“他真没做什么……”韫欢怕她爹对沈听舟再有意见,试图打消这个念头。
然而平远侯明显是不愿意听的,见她这么说,就觉得她是胳膊肘往外拐,又端出当爹的架子来,“你如今还是我的女儿,该为谁说话,心里得有个数儿。”
韫欢一听,算了,她还是别说了,免得到最后她解释得越多,她爹越不信。
平远侯也不再继续这个话题,又让她先喝着茶,等气氛稍微缓和下来一点,才又问了另一个致命的问题,“你去忻州,可见到你姐姐了?”
韫欢喝茶的动作一滞。
她没有见到,但是她知道长姐是怎么没的。
“沈听舟都告诉我了。”平远侯看了她一眼,“回来之前,我原本还想着如何将你们瞒住,可后来见你的反应,就知道你已经知道了。”

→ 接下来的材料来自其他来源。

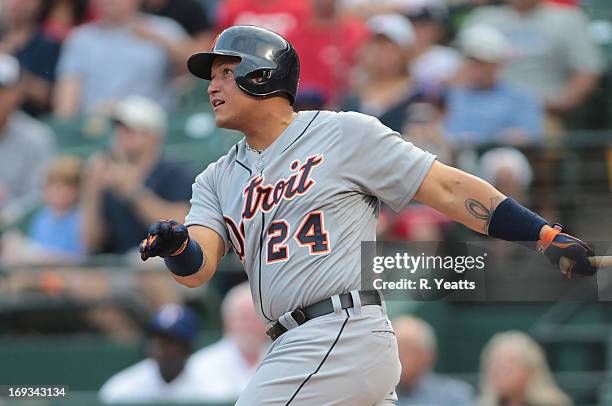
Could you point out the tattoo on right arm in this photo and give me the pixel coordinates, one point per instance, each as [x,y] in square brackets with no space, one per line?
[481,212]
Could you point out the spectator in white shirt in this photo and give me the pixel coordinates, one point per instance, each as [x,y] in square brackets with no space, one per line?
[226,366]
[164,376]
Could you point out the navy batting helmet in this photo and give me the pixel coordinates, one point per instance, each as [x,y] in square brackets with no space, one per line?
[268,63]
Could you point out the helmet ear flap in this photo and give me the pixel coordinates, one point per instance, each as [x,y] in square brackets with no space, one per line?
[259,76]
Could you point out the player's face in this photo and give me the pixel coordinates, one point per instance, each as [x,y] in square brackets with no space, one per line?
[230,104]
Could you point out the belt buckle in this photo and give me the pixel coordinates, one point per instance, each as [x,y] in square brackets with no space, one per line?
[299,316]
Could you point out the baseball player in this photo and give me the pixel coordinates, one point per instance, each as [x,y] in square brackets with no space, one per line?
[294,199]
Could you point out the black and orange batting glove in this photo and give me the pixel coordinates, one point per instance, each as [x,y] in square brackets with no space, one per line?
[166,238]
[555,244]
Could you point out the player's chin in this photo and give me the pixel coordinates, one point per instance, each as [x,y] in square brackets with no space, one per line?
[222,120]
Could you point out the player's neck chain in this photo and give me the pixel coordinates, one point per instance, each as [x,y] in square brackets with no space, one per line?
[250,148]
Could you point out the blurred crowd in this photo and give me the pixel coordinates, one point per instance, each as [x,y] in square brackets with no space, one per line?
[474,81]
[513,371]
[449,77]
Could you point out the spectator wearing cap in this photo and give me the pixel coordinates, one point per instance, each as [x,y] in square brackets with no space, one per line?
[327,44]
[385,88]
[124,53]
[552,53]
[131,185]
[484,109]
[419,385]
[22,36]
[26,148]
[163,376]
[433,64]
[226,367]
[56,227]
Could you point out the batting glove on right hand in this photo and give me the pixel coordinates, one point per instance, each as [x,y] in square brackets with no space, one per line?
[166,238]
[556,245]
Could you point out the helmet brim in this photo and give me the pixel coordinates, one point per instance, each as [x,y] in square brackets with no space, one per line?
[200,64]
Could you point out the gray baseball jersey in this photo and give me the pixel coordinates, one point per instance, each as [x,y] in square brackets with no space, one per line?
[297,213]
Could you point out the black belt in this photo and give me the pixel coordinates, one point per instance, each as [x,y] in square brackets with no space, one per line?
[326,306]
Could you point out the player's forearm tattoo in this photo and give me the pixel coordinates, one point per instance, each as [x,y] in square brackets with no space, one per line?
[480,211]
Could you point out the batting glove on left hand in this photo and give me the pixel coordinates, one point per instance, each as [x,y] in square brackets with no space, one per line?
[166,238]
[555,245]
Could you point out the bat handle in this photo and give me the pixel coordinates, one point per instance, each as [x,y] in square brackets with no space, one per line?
[566,264]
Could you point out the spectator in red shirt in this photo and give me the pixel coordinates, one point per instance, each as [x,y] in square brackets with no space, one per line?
[327,44]
[277,15]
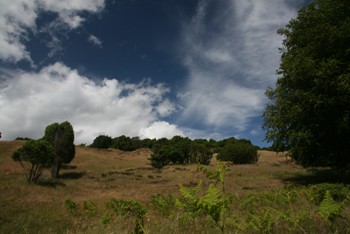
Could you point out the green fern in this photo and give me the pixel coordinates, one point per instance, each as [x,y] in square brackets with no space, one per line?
[328,208]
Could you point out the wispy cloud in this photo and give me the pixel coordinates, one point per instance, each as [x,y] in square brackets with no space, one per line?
[17,17]
[30,101]
[95,40]
[231,53]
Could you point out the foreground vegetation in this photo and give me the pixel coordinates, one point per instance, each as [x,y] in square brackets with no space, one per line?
[112,191]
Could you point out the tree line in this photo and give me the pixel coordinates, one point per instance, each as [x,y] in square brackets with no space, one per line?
[183,150]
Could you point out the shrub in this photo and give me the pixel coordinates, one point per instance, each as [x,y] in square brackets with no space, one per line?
[34,156]
[200,153]
[239,152]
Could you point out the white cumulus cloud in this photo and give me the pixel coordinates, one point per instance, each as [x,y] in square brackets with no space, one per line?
[19,16]
[95,40]
[30,101]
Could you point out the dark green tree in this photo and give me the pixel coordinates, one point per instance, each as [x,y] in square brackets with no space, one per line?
[61,136]
[34,156]
[200,152]
[309,109]
[102,142]
[126,143]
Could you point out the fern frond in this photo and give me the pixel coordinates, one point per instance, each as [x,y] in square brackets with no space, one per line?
[328,208]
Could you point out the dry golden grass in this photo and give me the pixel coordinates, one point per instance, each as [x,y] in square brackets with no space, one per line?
[99,175]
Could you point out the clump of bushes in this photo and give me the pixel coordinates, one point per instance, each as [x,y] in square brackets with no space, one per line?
[102,142]
[238,152]
[179,150]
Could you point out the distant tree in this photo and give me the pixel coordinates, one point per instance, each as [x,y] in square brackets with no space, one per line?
[200,153]
[34,156]
[22,139]
[102,142]
[309,109]
[61,136]
[126,143]
[238,152]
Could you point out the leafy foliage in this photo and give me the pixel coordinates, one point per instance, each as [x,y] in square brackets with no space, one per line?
[34,156]
[61,136]
[214,203]
[102,142]
[238,152]
[179,150]
[309,109]
[130,208]
[328,208]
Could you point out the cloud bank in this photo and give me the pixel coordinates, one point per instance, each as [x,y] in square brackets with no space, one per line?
[30,101]
[17,17]
[231,54]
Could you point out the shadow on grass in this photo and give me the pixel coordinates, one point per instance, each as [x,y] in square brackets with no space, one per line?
[50,183]
[72,175]
[317,176]
[67,166]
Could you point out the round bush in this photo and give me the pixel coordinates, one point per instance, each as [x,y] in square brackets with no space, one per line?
[238,153]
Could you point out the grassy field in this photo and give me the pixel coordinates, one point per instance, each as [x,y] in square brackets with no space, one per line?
[96,176]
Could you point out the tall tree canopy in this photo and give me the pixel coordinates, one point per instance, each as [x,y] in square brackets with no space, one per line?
[61,136]
[34,156]
[309,109]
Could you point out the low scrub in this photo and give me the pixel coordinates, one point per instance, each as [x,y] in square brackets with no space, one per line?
[238,152]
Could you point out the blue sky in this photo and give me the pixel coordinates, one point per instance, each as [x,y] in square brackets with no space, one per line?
[148,68]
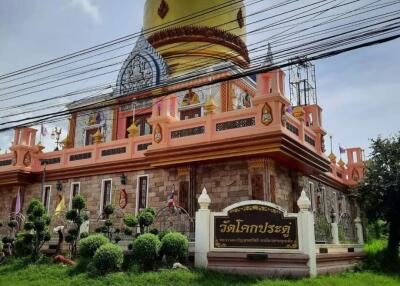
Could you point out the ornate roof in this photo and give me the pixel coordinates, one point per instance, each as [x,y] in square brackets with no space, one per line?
[143,68]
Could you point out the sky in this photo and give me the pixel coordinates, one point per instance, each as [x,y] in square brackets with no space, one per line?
[358,91]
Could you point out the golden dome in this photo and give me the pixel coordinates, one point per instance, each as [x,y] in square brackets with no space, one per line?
[196,33]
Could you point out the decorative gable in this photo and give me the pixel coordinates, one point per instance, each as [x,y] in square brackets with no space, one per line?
[143,68]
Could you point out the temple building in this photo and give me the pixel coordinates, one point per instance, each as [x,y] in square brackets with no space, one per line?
[242,139]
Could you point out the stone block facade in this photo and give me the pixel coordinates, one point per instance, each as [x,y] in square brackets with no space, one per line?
[227,182]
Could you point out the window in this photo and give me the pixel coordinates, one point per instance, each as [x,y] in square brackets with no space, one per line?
[142,191]
[89,136]
[354,156]
[75,190]
[184,195]
[272,188]
[141,122]
[46,197]
[190,113]
[311,188]
[257,187]
[105,194]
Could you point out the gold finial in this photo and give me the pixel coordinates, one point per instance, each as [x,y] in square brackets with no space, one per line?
[92,119]
[39,147]
[298,112]
[341,163]
[97,137]
[332,158]
[210,106]
[132,130]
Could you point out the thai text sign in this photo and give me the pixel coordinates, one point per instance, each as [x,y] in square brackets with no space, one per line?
[255,226]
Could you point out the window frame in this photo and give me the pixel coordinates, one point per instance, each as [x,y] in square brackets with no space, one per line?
[71,192]
[48,198]
[102,194]
[137,191]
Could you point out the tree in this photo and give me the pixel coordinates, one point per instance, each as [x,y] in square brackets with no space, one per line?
[76,216]
[37,227]
[379,192]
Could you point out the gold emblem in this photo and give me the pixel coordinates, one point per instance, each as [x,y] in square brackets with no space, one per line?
[239,18]
[157,134]
[27,159]
[266,118]
[163,9]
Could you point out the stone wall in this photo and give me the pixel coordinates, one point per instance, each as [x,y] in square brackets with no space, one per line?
[226,182]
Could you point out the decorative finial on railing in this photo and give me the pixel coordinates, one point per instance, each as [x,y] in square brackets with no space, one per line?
[303,202]
[204,200]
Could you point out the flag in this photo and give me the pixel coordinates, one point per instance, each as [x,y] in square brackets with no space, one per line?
[60,207]
[43,130]
[18,203]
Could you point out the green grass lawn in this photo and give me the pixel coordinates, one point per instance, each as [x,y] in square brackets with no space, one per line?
[16,274]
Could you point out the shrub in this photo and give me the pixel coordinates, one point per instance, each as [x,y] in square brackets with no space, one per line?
[89,245]
[164,233]
[23,245]
[378,259]
[77,217]
[175,247]
[38,222]
[145,249]
[130,220]
[108,258]
[78,202]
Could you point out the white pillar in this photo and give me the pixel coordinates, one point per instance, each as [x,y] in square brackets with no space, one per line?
[335,233]
[360,235]
[202,231]
[306,225]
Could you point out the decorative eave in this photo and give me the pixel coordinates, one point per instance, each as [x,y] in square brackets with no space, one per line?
[16,177]
[210,35]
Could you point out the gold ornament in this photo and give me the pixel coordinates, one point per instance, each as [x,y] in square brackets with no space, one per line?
[332,158]
[98,137]
[266,116]
[39,147]
[210,106]
[157,134]
[341,164]
[132,130]
[298,112]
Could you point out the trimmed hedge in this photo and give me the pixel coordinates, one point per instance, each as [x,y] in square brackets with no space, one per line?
[89,245]
[175,247]
[145,249]
[108,258]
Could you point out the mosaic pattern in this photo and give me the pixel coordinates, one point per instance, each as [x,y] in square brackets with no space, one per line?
[51,161]
[5,163]
[292,128]
[241,123]
[82,156]
[144,146]
[114,151]
[187,132]
[309,140]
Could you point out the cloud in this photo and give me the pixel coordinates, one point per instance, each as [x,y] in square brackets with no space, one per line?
[88,8]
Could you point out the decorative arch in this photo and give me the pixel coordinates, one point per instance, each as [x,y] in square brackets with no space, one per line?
[143,68]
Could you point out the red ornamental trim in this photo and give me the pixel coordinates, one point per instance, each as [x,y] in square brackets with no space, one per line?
[123,198]
[163,9]
[203,34]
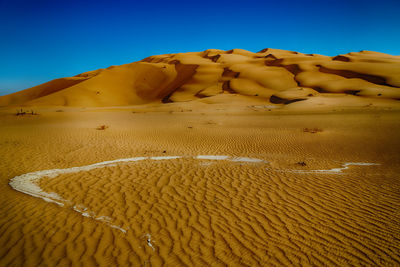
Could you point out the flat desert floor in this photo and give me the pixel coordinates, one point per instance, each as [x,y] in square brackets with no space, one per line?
[200,186]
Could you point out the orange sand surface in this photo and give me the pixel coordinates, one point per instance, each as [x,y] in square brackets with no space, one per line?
[271,76]
[313,183]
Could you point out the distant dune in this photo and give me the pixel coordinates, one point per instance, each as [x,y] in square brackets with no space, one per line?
[276,76]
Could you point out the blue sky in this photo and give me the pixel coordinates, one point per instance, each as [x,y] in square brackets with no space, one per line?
[42,40]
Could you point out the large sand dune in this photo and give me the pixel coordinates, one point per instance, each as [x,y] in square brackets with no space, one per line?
[182,185]
[271,75]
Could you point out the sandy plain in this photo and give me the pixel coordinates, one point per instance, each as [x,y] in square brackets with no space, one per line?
[196,211]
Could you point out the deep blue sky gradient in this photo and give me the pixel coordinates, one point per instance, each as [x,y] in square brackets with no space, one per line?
[41,40]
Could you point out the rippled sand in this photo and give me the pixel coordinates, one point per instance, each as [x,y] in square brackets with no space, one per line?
[211,188]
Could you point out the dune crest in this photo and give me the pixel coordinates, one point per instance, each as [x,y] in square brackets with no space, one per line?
[276,76]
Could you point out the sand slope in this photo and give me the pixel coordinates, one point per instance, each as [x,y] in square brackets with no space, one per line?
[272,75]
[202,211]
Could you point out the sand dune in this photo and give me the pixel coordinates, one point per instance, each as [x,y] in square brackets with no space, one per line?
[271,75]
[186,184]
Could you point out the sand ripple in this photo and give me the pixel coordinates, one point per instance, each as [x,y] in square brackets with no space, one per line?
[236,211]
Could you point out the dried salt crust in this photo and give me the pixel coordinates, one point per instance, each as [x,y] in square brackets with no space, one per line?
[27,183]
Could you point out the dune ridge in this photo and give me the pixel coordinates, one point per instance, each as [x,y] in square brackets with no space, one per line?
[271,75]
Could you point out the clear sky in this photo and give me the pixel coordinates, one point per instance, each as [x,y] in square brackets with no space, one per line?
[45,39]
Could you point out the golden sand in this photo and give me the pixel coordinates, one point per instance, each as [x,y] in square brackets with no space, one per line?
[221,183]
[271,76]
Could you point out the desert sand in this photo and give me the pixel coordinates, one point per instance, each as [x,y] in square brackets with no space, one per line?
[202,164]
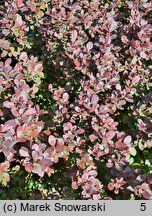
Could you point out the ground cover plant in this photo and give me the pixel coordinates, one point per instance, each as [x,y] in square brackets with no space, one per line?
[75,99]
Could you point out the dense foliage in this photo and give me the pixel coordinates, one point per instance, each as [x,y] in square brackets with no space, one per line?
[75,99]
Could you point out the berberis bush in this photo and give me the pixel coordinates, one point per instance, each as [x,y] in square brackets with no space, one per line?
[75,97]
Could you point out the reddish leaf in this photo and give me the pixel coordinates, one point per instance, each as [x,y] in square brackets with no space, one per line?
[28,112]
[80,131]
[74,35]
[8,104]
[52,140]
[19,3]
[89,46]
[77,63]
[127,140]
[74,185]
[24,152]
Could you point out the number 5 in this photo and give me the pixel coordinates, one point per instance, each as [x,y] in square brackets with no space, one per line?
[143,206]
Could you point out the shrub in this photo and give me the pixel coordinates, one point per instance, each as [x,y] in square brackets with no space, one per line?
[75,96]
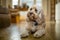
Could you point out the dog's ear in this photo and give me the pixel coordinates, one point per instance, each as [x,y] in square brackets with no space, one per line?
[36,10]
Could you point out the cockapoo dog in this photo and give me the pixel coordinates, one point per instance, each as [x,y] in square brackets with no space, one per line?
[35,23]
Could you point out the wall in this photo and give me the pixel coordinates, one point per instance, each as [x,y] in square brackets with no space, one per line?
[57,12]
[5,3]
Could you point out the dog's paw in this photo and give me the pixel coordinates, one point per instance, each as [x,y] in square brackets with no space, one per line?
[39,33]
[24,35]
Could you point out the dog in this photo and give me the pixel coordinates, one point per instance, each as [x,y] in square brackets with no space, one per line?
[35,22]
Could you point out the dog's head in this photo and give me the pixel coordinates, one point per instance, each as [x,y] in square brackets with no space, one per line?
[32,13]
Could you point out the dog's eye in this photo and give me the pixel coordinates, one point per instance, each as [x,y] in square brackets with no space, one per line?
[36,10]
[31,9]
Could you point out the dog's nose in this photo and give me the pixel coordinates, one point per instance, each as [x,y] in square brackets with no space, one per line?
[31,13]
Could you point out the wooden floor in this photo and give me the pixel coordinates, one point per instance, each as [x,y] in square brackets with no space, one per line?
[12,32]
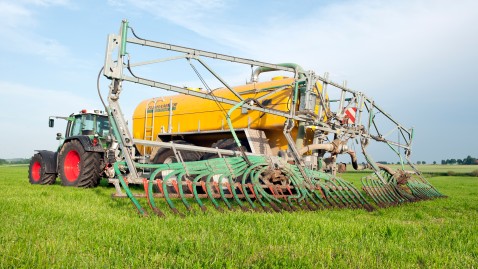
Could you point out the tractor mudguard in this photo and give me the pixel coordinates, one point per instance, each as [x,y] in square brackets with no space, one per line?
[49,158]
[86,143]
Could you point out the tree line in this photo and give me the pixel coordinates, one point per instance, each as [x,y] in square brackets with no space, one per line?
[467,161]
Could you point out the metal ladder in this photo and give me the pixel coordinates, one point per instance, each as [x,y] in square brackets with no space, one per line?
[149,129]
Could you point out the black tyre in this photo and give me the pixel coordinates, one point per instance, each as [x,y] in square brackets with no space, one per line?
[226,143]
[36,171]
[77,167]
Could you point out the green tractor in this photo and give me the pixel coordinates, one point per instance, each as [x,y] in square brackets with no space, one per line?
[81,158]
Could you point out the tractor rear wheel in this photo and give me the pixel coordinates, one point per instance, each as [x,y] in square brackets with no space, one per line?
[77,167]
[36,171]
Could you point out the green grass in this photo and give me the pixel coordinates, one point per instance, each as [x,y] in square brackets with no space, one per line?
[432,168]
[54,226]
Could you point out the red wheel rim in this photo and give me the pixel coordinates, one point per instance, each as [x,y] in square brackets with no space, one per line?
[36,171]
[72,165]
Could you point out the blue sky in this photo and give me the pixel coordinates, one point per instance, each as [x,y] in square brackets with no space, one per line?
[417,59]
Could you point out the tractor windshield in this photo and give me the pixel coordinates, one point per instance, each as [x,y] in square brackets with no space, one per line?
[90,124]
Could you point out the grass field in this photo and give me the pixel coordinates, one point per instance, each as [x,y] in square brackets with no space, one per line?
[431,168]
[54,226]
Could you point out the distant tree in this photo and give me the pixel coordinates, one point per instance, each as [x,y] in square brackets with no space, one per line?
[469,160]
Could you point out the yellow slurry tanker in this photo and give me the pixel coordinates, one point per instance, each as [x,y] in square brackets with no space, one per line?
[271,144]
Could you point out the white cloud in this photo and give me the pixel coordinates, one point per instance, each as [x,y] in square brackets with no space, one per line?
[20,35]
[24,114]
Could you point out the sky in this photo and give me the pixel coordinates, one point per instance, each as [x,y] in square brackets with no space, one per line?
[417,59]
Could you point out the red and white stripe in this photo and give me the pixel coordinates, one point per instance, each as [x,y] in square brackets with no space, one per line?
[350,113]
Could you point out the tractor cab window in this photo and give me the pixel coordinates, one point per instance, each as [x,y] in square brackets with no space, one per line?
[102,126]
[90,124]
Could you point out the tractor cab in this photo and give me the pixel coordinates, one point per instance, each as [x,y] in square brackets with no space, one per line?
[88,123]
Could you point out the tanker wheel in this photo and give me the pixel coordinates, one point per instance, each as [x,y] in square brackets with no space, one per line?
[226,143]
[77,167]
[36,171]
[166,155]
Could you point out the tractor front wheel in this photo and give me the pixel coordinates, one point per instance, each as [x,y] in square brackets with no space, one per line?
[77,167]
[36,171]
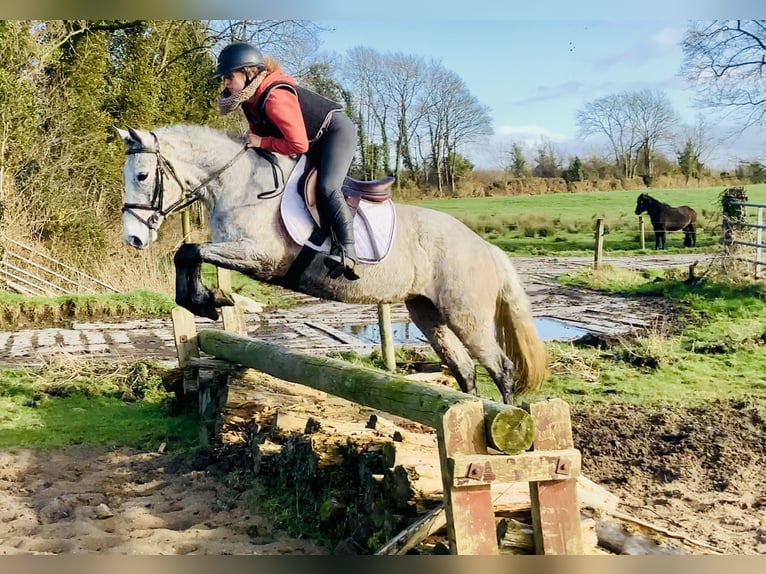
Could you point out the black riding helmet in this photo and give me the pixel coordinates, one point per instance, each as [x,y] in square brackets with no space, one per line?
[236,56]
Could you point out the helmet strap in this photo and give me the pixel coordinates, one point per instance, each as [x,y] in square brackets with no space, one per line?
[229,103]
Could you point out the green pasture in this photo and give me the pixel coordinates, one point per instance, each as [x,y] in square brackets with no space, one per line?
[715,351]
[93,403]
[564,223]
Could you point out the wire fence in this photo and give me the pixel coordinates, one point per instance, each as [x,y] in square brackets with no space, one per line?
[30,272]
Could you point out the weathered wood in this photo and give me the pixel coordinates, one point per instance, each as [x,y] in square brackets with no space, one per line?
[598,253]
[415,533]
[386,392]
[470,513]
[185,335]
[386,336]
[517,537]
[524,467]
[232,317]
[615,538]
[555,510]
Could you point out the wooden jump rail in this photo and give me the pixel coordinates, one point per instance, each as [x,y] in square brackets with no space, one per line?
[467,427]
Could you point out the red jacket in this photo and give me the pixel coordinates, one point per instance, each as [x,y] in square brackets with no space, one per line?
[284,110]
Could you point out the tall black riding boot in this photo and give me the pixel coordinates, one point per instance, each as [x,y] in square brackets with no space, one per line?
[342,257]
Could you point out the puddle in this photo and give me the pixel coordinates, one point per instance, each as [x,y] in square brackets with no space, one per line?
[406,333]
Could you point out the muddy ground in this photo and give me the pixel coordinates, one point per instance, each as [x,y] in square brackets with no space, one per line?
[698,473]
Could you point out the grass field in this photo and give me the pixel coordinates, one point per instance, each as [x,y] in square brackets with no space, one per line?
[564,224]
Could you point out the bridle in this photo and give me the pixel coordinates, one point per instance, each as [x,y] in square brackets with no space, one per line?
[165,169]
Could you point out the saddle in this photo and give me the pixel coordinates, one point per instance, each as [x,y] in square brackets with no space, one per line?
[354,190]
[370,203]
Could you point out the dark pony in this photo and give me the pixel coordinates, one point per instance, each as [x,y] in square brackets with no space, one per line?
[665,218]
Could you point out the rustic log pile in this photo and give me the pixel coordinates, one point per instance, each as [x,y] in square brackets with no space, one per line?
[370,482]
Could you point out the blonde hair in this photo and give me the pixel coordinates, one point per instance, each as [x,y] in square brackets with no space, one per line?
[269,64]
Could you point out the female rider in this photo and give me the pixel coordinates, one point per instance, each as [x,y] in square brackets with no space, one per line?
[289,119]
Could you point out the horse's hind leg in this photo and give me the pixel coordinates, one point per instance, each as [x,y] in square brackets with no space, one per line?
[446,344]
[690,236]
[473,323]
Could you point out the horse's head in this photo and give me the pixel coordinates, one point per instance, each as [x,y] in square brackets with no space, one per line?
[641,203]
[152,188]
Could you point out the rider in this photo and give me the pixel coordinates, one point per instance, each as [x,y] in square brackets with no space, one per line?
[289,119]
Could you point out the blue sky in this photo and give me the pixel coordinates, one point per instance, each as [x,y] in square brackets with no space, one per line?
[535,74]
[534,63]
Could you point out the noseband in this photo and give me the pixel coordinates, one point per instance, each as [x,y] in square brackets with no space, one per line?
[164,168]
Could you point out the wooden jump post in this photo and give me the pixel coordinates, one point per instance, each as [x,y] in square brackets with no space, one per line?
[467,427]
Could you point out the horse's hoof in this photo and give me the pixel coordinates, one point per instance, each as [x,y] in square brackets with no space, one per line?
[221,299]
[209,313]
[337,268]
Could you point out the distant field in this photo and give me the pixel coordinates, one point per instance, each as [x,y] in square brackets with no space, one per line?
[564,223]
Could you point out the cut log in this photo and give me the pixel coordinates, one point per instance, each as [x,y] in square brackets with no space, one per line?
[415,533]
[615,538]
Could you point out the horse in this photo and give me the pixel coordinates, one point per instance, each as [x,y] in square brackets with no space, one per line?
[461,291]
[666,218]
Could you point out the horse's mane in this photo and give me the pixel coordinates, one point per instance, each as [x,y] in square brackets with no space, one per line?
[201,139]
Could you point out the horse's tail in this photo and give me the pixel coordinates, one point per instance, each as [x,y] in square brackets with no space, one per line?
[515,328]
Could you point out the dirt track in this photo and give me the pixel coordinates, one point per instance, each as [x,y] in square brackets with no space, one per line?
[317,326]
[698,473]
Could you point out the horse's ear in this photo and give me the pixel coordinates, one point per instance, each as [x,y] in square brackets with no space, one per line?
[130,137]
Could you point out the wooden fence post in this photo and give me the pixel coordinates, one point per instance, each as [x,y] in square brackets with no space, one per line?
[386,336]
[759,241]
[598,255]
[555,509]
[233,317]
[470,514]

韫欢低下头去,再开口就带了点哽咽,“他们说漱沅子飞升的时候,我还不信,我觉得荒唐,哪有人能当着众人的面儿就没了的……”
“我去了忻州,原是打算去蒋家的,可我进不去蒋家,又听说蒋家女眷会在初一、十五那两天去白马寺,我便去了白马寺守着,但我也没见到长姐……”
“后来我去了飞升台,飞升台的神龛里有蜕下来的蛇皮,我就知道了,长姐是被他们害死的……”
“我不知道长姐当时是什么心情,她是不是早就知道自己会有这么一天,她为什么……为什么不回来呢?”
“是我不让她回来。”平远侯闭了闭眼。